In Washington, D.C., cannabis is legal for recreational and medical uses. Though the drug was fully legalized in the District following a 2014 ballot referendum, the United States Congress exercises oversight over the government of the District of Columbia, preventing the local government from regulating cannabis sales like other jurisdictions with authority derived from a U.S. state.
Initiative 59 was a 1998 Washington, D.C. voter-approved ballot initiative that sought to legalize medical cannabis. The short title of the initiative was “Legalization of Marijuana for Medical Treatment Initiative of 1998”. Though the initiative passed with 69% of the vote in November 1998, its implementation was delayed by Congress’s passage of the Barr Amendment, which prohibited DC from using its funds in support of the program. This Amendment delayed the start of the medical marijuana program until it was effectively overturned in 2009, with the first DC customer legally purchasing medical cannabis at a dispensary in the District in 2013.
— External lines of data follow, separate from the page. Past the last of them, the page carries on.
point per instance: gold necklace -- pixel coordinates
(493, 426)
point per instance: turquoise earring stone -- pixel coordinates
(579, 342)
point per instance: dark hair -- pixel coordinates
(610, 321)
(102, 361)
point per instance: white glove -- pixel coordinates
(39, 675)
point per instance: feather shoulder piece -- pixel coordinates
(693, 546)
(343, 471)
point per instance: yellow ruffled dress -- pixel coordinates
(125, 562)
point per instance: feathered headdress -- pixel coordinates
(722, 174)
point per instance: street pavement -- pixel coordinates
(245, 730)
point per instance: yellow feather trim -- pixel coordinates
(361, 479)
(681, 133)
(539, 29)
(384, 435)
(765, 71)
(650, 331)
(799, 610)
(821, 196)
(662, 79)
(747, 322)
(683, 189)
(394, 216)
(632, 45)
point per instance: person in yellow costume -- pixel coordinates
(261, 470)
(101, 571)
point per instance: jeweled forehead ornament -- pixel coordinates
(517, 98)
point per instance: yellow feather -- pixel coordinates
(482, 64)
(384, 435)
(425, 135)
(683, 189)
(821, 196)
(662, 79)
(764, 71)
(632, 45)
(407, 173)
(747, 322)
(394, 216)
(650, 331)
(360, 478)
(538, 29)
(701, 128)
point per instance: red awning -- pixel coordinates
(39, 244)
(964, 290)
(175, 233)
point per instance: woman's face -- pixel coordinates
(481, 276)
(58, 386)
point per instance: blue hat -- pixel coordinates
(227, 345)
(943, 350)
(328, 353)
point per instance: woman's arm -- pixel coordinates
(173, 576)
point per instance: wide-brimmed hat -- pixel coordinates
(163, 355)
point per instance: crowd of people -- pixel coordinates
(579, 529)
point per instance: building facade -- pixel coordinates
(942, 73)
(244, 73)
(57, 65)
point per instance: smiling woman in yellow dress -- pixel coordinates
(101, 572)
In May 2010, the Council of the District of Columbia passed a bill legalizing medical marijuana. The Congress did not overrule the measure within the 30-legislative-day period, and as a result medical cannabis became legal on January 1, 2011. Though carefully regulated through a lengthy permitting process, dispensaries began opening and cultivation centers were allowed.
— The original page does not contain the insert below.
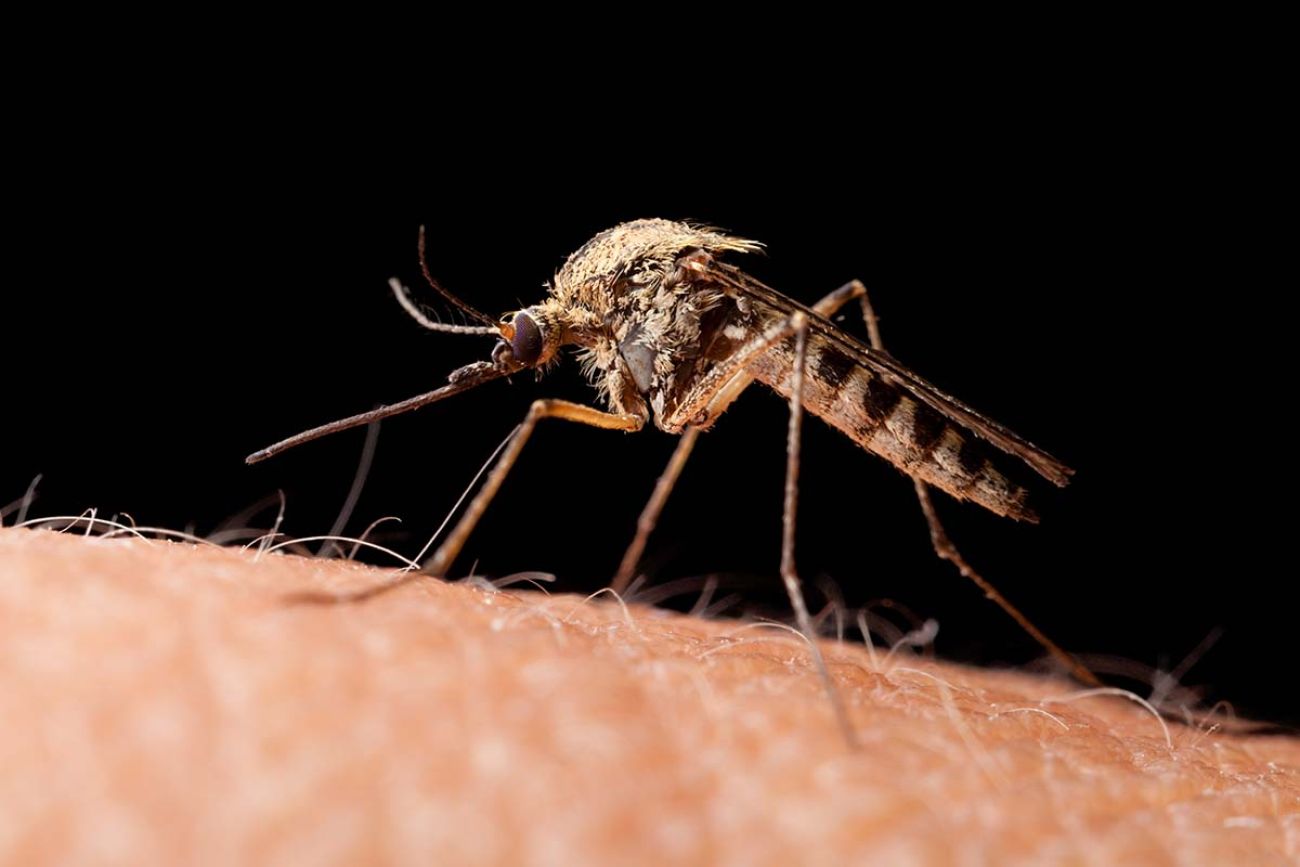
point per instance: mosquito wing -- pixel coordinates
(891, 411)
Initiative 71 was a Washington, D.C. voter-approved ballot initiative that legalized the recreational use of cannabis. The short title of the initiative was Legalization of Possession of Minimal Amounts of Marijuana for Personal Use Act of 2014.
Under the legalization measure that went into effect in 2015, persons over the age of 21 in D.C. may possess up to two ounces of marijuana, grow up to three mature and three immature marijuana plants in their homes, and transfer up to one ounce of marijuana to another individual. Drug paraphernalia, such as bongs, were also legalized.